I remember vividly thinking that if I was so exorcised about his announcement, if I truly thought the end of the world might be nigh if the Tories were re-elected then I ought to be doing something practical about it.
I had no idea at all about local organisation of politics although I had voted in every election that I could since I was old enough. But I was sure that there must be some small thing I could do. I knew I didnt have any Labour Councillors (we had two LibDem local councillors and a Tory county councillor I think in Grangefield ward, Stockton on Tees at that time). But I thought perhaps if I looked in the phone book for the nearest Labour politician I could call them. We had a Tory MP in Stockton South (Tim Devlin) but I found out that Frank Cook was the Labour MP for Stockton North so I called his office.
His staff suggested I call Eileen Johnson who was the Grangefield ward organiser for the Labour Party at the General Election. She asked me to come to her house and I took away a pile of leaflets to deliver and she even found me a new friend to help me. For the next four weeks I turned up every evening after work and did my bit and on polling day I took numbers at my local primary school. It was heady stuff and everyone I met was lovely and encouraging.
Sadly we lost in the constituency and in the country but I had got the bug. They asked me to come along to the party after the election, which I did although it was not a very happy event and then they asked me to come to the local Labour Party branch meeting in the pub just up the road from my house. I turned up to the meeting and by my second meeting was the Branch Secretary and elected on to the Constituency committees, the European committees, was the new Constituency Women's Officer and probably even more things that I have now forgotten.
But it was July before anyone got round to giving me an application form (in case any of you have been doing the maths!)
So, my fifteen years membership began on 31st July 1992.
Within a year or so we had become a key marginal parliamentary constituency with our own Labour Party organiser who was a professional member of the Labour Party staff in the region, one Bryan Thistlethwaite. Within three years my intensive local activity and campaigning working with him and with local members (three times a week every week, week in and week out) had lead to the securing of a full-time post in the then North and Yorkshire Regional Labour Party Office. Years later I managed the campaign when Sheffield Labour Party took the city back from the LibDems and I also had a year on the prestigious Labour Party National Executive Committee and National Policy Forum. The rest as they say is history...

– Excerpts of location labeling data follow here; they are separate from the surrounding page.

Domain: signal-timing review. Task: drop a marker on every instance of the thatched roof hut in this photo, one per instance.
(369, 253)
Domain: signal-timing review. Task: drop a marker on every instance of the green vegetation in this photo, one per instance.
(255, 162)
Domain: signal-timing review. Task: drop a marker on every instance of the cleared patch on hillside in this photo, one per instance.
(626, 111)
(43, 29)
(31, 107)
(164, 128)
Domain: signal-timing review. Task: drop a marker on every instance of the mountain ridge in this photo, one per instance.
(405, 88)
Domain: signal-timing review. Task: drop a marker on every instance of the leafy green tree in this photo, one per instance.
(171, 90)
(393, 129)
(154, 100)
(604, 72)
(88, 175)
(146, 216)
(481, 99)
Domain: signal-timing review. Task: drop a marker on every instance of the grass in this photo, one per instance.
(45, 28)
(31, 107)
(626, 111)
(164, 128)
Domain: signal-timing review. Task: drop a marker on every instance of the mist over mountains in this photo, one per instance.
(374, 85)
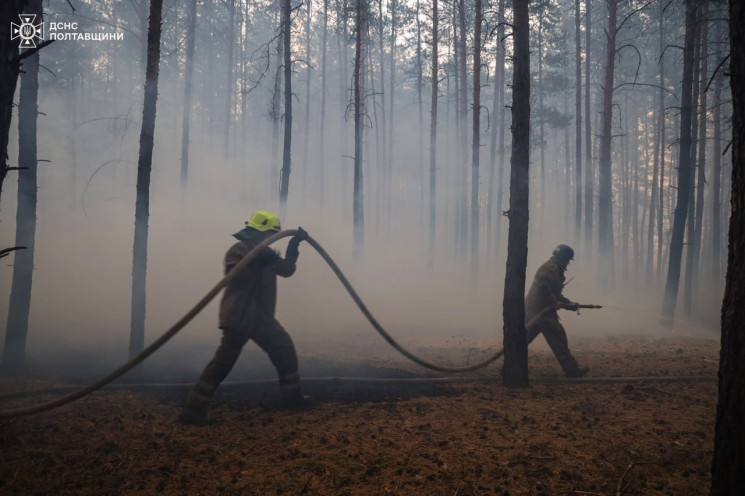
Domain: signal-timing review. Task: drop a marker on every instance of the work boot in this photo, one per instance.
(193, 417)
(578, 372)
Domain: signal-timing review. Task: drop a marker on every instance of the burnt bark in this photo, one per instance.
(515, 339)
(589, 174)
(577, 120)
(188, 73)
(144, 168)
(684, 170)
(23, 266)
(9, 70)
(358, 216)
(605, 191)
(729, 438)
(433, 134)
(475, 149)
(284, 184)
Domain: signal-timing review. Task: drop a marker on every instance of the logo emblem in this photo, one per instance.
(29, 31)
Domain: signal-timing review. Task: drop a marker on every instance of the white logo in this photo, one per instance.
(28, 30)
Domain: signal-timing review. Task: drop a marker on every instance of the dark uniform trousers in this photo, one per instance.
(272, 338)
(556, 337)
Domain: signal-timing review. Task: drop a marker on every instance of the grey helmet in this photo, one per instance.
(564, 252)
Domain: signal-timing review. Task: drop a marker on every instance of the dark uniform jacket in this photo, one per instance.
(546, 290)
(251, 297)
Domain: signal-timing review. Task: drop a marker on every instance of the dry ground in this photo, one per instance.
(571, 438)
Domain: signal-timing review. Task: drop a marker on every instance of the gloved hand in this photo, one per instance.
(292, 246)
(301, 235)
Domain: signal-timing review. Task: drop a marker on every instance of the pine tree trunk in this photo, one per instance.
(144, 167)
(308, 72)
(322, 139)
(605, 192)
(661, 144)
(357, 202)
(729, 437)
(188, 73)
(391, 115)
(433, 134)
(701, 165)
(23, 266)
(476, 143)
(229, 79)
(691, 226)
(589, 174)
(515, 341)
(578, 121)
(284, 184)
(716, 173)
(462, 222)
(541, 136)
(496, 126)
(684, 169)
(9, 70)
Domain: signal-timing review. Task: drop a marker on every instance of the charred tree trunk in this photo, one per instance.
(275, 112)
(578, 121)
(684, 170)
(659, 125)
(144, 167)
(462, 223)
(23, 267)
(357, 202)
(716, 173)
(515, 340)
(322, 139)
(661, 145)
(229, 78)
(476, 143)
(496, 133)
(433, 134)
(308, 72)
(284, 184)
(589, 175)
(188, 72)
(9, 70)
(691, 226)
(692, 273)
(391, 88)
(605, 191)
(729, 437)
(420, 103)
(541, 135)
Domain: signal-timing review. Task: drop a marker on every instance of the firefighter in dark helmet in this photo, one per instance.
(247, 312)
(541, 304)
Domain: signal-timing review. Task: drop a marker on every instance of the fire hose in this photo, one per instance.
(194, 311)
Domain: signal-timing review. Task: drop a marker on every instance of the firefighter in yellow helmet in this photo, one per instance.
(247, 312)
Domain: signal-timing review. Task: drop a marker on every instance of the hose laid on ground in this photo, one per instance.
(42, 407)
(18, 412)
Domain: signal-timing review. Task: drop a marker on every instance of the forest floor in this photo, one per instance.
(570, 437)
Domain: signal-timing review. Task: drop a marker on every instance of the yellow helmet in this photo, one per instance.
(264, 220)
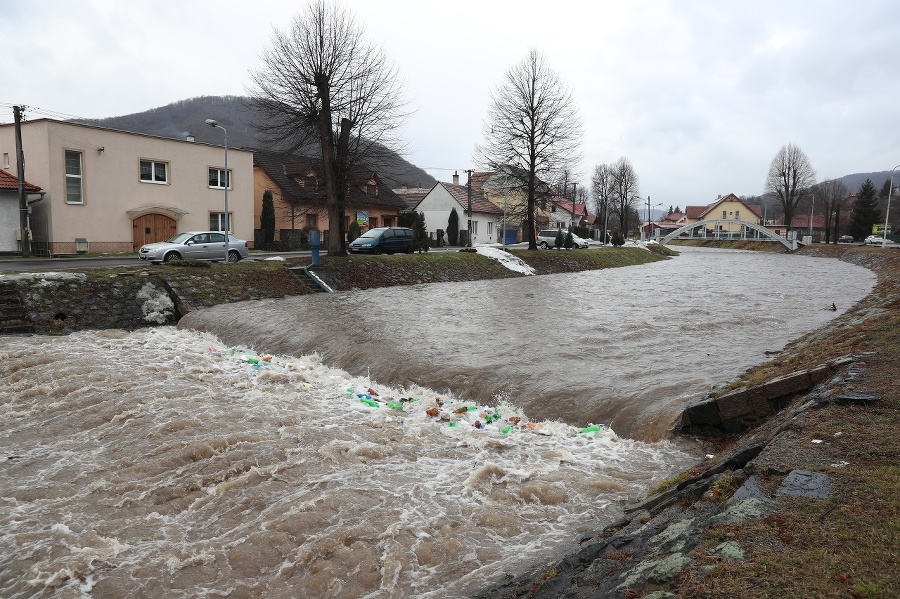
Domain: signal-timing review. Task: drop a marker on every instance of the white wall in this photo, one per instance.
(9, 221)
(436, 207)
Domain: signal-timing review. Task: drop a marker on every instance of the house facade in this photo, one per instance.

Interestingly, I was a natural Labour supporter because I had been a good attender at Methodist Sunday school where they taught us of the importance of the story of the Good Samaritan who had stopped to help a fellow human being even though he was from a different and despised group. Ironically, Ann Widdecombe for whom I reserve the largest part of my scorn, once told the Today Programme that she became a Tory because of the story of the Good Samaritan because he couldnt have helped had he not been a man of personal wealth. Funny really, if it was not so chilling.
Anyway, I look back on those 15 years with intense pride. I organised in West Yorkshire where we won so many seats in 1997 and retained them in 2001 and in fact kept all of "mine" in 2005. I worked in numerous parliamentary by-elections, beginning in the snow in Hemsworth in 1996, and travelling all round the country with the legendary John Braggins.
And now I am an elected representative myself, staunchly working for local constituents and being as bolshy and interventionist where it is required as ever. I have been in all sorts of clubs and societies over the years, a member of the brownies and guides, the Boro supporters club, the National Trust, you name it, but the Labour Party has captured me totally. I could never be a blue (or a yellow), I will always be a red.
I am so proud to recognise this milestone as our new Prime Minister reinvigorates the party and the country and the red party's star ascends yet again.